Optimal Experimental Design in R: AlgDesign & D-Optimal Criteria
Optimal experimental design picks the most informative subset of runs from a candidate set of treatment combinations, so you get tight parameter estimates on a tight budget. In R, the AlgDesign package implements the Federov exchange algorithm to search for D-, A-, or I-optimal designs, and optBlock() groups the chosen runs into batches, days, or plots when nuisance variation is a concern.
What is optimal experimental design, and when do you need it?
You budgeted 12 runs, but a full factorial with four factors wants 36. Or a few treatment combinations are physically impossible. That is where optimal design earns its keep: you list every run you could do (the candidate set), then an algorithm picks the most informative subset your budget allows. The workhorse in R is AlgDesign::optFederov(), which implements the Federov exchange algorithm and reports a D-efficiency score so you can compare designs.
Let us see the payoff straight away. We build a 36-run candidate set from a 3×3×2×2 factorial, then ask for a 12-run D-optimal subset.
Read the output as a recommendation: out of 36 possible runs, these 12 give you the most information per run for a main-effects model. Deff = 0.866 is the D-efficiency, a 0–1 score that compares your design to the best possible orthogonal design for the same model. A score above 0.8 is strong; below 0.6 usually means the candidate set is too restrictive or nTrials is too small.
Try it: Rerun optFederov() with only 10 trials and compare Deff to the 12-run result. How much efficiency do you lose by cutting two runs?
Click to reveal solution
Explanation: Cutting from 12 to 10 runs lost about 3 percentage points of efficiency.
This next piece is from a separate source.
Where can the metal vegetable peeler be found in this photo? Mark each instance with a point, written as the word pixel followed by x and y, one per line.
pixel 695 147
The information matrix shrinks because fewer rows means fewer degrees of freedom to separate the four factor effects.
How does the D-optimality criterion work?
Every run you perform adds a row to the model matrix $X$. The information matrix $M = X'X$ summarises how much the design tells you about the parameters. Bigger is better, because a larger $|M|$ means tighter confidence intervals on the coefficients. The D-criterion scales this quantity so designs with different parameter counts can be compared.
$$D = |X'X|^{1/k}$$
Where:
- $X$ is the model matrix (rows are runs, columns are model terms)
- $k$ is the number of parameters in the model
- $|X'X|$ is the determinant of the information matrix
We can recompute the determinant ourselves and confirm it matches what optFederov() returned.
Both numbers match, which is reassuring: the package is not doing anything mysterious. What the Federov algorithm adds is a smart search over every possible 12-row subset of the 36 candidate rows, swapping one point at a time until |X'X| stops improving.
Deff of 0.87 means you are at 87% of the efficiency of a hypothetical orthogonal design. It does not mean the experiment will "work" in any absolute sense; that still depends on the noise floor of your system.Try it: Drop factor D from the model and refit. Does the determinant go up or down? Predict before you run.
Click to reveal solution
Explanation: Fewer parameters mean each run contributes more per parameter, so |X'X|^{1/k} grows even though the matrix is smaller. The design did not change; only the yardstick did.
When should you pick A, I, or D optimality?
The D, A, and I criteria optimise different things. D maximises $|X'X|$ and gives the tightest joint confidence region for the parameters, which is why it is the default. A minimises the trace of $(X'X)^{-1}$, so it targets the average variance of the individual parameter estimates. I minimises the average variance of the predicted response across the design space, which is what you want when the goal is prediction rather than inference.

Figure 1: Picking a criterion starts with whether you are estimating parameters or predicting responses.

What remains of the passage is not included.